Mas Robson Gonçalves, do Isae/FGV, discorda dessa posição. "O prazo de convergência é curto, mas o intervalo de tolerância é alto. Alguns países têm prazo mais longo, mas intervalo de tolerância pequeno, ou até nenhum. Com uma banda ampla do jeito que nós temos [2 pontos porcentuais para cima ou para baixo], nós podemos trabalhar com período de convergência mais estreito. Em alguns anos nós fechamos com a inflação colada no teto, o que significa que o BC foi tolerante sim", avalia. Para ele, a crítica é outra: a demora na queda da taxa real de juros. "Já é um regime bastante flexível, mas nós demoramos demais para chegar a uma taxa de juros mais baixa. Agora, por um caminho tortuoso e claramente imposto pela crise, parece que o Brasil vai conseguir completar o ciclo da política monetária e reduzir de vez suas taxas."
Uma questão de medida
Para o professor Gonçalves, uma crítica pertinente é sobre como é feita a medição da inflação adotada pelo BC. O indicador "oficial" para a definição das metas é o Índice de Preços ao Consumidor Amplo (IPCA), calculado pelo IBGE. Alguns países usam um "indicador núcleo", descartando as maiores variações de preço para cima ou para baixo.

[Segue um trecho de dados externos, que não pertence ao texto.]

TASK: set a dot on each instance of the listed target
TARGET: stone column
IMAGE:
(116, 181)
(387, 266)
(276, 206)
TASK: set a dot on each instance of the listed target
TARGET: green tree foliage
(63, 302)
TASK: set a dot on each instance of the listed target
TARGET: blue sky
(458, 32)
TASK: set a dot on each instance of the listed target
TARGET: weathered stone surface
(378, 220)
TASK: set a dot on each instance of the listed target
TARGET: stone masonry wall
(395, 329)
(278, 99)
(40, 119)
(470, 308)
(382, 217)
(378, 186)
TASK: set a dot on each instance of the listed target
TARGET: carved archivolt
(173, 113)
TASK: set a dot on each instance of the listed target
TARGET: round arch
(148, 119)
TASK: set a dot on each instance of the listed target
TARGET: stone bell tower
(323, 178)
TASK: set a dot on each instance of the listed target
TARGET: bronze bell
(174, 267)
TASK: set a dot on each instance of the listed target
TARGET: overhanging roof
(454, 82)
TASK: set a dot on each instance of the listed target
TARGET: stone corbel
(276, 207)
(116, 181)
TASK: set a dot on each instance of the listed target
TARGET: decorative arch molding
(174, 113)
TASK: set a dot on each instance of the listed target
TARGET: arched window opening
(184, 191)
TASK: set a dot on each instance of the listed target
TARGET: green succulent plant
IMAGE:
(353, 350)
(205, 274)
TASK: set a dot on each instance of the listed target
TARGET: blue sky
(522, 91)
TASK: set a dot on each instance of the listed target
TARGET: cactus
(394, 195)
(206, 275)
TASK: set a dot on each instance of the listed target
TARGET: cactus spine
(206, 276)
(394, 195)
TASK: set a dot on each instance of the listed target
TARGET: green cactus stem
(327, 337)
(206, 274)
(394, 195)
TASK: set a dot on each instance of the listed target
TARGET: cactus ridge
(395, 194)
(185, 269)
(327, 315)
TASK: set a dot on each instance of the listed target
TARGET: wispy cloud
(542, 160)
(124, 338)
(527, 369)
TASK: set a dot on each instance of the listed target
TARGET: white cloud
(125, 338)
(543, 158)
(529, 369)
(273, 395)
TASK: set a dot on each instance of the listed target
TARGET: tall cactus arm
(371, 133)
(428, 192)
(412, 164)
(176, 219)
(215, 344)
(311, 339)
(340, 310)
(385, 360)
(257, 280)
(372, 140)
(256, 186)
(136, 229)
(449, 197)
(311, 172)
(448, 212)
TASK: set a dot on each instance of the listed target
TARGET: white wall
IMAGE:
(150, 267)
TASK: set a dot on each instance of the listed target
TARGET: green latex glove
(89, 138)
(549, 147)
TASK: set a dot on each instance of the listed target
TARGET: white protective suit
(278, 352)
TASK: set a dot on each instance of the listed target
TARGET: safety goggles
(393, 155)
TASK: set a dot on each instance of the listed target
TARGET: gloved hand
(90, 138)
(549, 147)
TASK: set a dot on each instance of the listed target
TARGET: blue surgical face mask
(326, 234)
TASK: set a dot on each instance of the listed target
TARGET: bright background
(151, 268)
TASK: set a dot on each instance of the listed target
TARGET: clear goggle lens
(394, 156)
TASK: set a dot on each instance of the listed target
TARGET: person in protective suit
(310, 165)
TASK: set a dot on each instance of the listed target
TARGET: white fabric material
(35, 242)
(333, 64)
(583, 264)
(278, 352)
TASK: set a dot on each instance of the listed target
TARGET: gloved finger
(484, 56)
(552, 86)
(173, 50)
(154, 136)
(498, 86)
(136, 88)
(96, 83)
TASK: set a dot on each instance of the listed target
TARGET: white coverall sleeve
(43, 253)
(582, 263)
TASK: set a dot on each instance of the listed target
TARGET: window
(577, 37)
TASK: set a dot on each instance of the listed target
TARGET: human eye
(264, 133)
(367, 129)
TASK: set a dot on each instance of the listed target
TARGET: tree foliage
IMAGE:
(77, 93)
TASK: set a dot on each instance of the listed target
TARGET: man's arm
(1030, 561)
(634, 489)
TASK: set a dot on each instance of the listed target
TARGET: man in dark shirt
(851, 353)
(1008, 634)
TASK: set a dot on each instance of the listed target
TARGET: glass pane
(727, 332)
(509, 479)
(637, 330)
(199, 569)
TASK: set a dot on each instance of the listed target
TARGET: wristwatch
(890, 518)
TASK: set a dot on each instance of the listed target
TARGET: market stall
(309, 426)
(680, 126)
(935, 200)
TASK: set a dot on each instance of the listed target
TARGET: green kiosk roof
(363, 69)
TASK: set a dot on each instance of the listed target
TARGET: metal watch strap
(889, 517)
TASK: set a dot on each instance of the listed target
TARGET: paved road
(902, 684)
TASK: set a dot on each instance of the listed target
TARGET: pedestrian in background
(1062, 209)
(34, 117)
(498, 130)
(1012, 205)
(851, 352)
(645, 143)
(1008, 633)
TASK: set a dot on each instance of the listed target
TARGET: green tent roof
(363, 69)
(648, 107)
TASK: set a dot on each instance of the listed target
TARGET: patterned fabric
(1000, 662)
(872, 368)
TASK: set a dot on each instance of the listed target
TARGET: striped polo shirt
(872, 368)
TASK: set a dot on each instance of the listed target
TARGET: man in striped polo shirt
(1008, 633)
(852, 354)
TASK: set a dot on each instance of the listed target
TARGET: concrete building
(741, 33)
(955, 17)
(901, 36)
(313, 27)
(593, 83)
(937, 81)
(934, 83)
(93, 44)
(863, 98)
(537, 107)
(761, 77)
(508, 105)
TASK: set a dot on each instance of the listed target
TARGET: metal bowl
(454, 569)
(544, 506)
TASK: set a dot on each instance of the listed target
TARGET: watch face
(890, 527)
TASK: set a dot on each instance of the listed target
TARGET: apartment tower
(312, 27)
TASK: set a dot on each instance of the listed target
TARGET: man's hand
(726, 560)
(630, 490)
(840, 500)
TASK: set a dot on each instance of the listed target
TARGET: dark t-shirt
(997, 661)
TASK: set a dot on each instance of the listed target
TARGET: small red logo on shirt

"É pegar o IPCA e, por exemplo, e desprezar as 20% maiores altas e as 20% maiores quedas, porque existem alguns elementos muito pontuais. Se a safra é ruim, os alimentos são pressionados. Se o dólar sobe, também há pressão sobre alguns produtos. Mas, trabalhando com médias aparadas, a gente teria um índice mais próprio para o regime, que está menos sujeito a choques de oferta", diz Gonçalves.
Além disso, diz o professor Oreiro, da UnB, a existência de muitos contratos indexados ao Índice Geral de Preços Mercado (IGP-M), em cuja composição a variação do dólar tem bastante peso, acaba distorcendo as medições de inflação no país.
Na opinião de Oreiro, o sistema de metas poderia ter imposto um declínio mais suave para a inflação quando ele foi implantado. A meta imposta para 1999 foi de 8%, com banda de 2 pontos porcentuais. No ano seguinte, a meta era de 6%, passando para 4% em 2001. "A velocidade de queda da inflação foi muito rápida. Você deveria ter trabalhado uma desinflação mais gradual, e aí teria trabalhado com uma taxa de juros mais baixa, teria uma apreciação menor do câmbio e um crescimento maior da economia."